The accusation comes as special counsel Robert Mueller concluded his investigation without charging any U.S. citizen with a collusion-related crime, though six Trump associates were charged for unrelated criminal offenses.

“There’s a difference between compelling evidence of collusion and whether the special counsel concludes that he can prove beyond a reasonable doubt the criminal charge of conspiracy,” Schiff told ABC’s George Stephanopoulos.

“I have trust in [Mueller’s] prosecutorial judgment,” Schiff added. “But that doesn’t mean, of course, that there isn’t compelling and incriminating evidence that should be shared with the American people.”

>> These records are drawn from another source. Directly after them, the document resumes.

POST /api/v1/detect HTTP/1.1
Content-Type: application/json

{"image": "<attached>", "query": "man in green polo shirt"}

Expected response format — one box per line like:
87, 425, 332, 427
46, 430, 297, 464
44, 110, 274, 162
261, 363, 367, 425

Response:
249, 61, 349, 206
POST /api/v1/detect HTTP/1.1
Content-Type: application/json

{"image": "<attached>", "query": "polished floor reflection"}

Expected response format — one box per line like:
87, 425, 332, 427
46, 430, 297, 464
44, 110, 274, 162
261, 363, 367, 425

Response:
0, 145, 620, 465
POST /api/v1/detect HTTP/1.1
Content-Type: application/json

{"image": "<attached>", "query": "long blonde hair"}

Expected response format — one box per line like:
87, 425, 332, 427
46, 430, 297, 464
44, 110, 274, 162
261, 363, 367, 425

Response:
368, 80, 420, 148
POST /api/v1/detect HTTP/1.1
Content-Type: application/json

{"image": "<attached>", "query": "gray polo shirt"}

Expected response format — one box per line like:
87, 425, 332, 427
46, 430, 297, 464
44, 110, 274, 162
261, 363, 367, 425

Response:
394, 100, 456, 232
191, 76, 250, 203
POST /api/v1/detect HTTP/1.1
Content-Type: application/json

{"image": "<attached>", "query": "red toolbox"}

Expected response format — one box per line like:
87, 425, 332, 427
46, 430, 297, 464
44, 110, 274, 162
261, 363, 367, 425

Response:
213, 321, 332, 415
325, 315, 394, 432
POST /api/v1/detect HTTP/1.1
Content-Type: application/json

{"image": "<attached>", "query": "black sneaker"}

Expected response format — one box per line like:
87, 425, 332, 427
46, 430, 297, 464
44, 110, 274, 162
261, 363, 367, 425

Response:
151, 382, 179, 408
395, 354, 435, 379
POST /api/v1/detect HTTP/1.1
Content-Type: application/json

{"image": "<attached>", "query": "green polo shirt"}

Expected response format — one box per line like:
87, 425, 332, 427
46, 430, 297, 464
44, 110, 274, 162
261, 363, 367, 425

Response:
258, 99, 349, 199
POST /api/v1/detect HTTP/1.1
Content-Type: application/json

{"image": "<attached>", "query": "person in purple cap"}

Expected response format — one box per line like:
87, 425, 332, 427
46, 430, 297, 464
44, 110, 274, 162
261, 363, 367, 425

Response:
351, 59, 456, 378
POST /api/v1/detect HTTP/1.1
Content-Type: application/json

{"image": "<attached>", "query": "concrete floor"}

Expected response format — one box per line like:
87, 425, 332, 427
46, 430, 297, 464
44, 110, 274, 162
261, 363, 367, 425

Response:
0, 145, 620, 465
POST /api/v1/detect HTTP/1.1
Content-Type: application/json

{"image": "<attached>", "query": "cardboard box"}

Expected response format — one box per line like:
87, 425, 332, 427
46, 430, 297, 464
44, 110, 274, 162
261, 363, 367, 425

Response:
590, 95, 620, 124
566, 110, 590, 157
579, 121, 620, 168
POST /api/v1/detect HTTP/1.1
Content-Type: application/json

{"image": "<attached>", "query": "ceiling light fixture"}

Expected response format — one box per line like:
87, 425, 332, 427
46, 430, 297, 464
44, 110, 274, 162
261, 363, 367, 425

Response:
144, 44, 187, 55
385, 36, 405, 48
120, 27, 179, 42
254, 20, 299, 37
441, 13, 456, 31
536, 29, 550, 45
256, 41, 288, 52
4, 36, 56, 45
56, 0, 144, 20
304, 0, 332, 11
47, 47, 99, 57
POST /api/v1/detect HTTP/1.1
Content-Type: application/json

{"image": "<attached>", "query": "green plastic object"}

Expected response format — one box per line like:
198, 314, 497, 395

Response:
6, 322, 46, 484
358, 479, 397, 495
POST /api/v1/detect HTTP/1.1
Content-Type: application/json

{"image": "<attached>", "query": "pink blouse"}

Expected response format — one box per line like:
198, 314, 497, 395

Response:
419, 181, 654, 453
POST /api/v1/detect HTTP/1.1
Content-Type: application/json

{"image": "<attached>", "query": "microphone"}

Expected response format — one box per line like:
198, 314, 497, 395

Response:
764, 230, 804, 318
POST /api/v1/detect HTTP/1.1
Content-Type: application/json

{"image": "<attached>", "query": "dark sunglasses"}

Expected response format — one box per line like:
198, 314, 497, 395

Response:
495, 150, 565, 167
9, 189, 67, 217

Schiff listed several episodes as substantiating the collusion charge, including the June 2016 Trump Tower meeting between campaign officials and a Kremlin-aligned lawyer, former National Security Adviser Michael Flynn’s post-election conversations with Russian Ambassador Sergey Kislyak and erstwhile Trump confidant Roger Stone’s communications with WikiLeaks.

The conduct underlying those widely reported episodes did not result in criminal indictments, though Flynn and Stone were charged with various process crimes. Mueller’s investigation, at Schiff’s urging, of Donald Trump Jr., Erik Prince and Jared Kushner for lying to Congress also concluded without indictments. (RELATED: Tucker Calls For Roger Stone Pardon)

WATCH the interview:

Attorney General William Barr will deliver a top line summary of Mueller’s report to Congress on Sunday. It is not yet clear whether Congress or the public will have access to Mueller’s report in full. In a Friday letter to relevant committee chairmen, Barr said he would make decisions as to disclosure consistent with the law and DOJ practice.

“I remain committed to as much transparency as possible,” Barr wrote.

A related dispute as to executive privilege may follow. The White House may wish to shield portions of the report that relate to communications within the executive branch, among other subjects. Such a move is sure to draw fierce criticism from Democrats.

Whatever the particulars of the special counsel’s report, Schiff indicated that the House Intelligence Committee would continue its investigations, Mueller’s own conclusions notwithstanding.

“We have an independent obligation to share the facts with the American people,” Schiff said. “We in the Intelligence Committee have a particular obligation to determine whether there is evidence that the president may be compromised in any way, whether that is criminal or not.”

The House Judiciary Committee is separately undertaking its own wide-ranging investigation of the president.

Mueller submitted his final report to Justice Department leadership on Friday.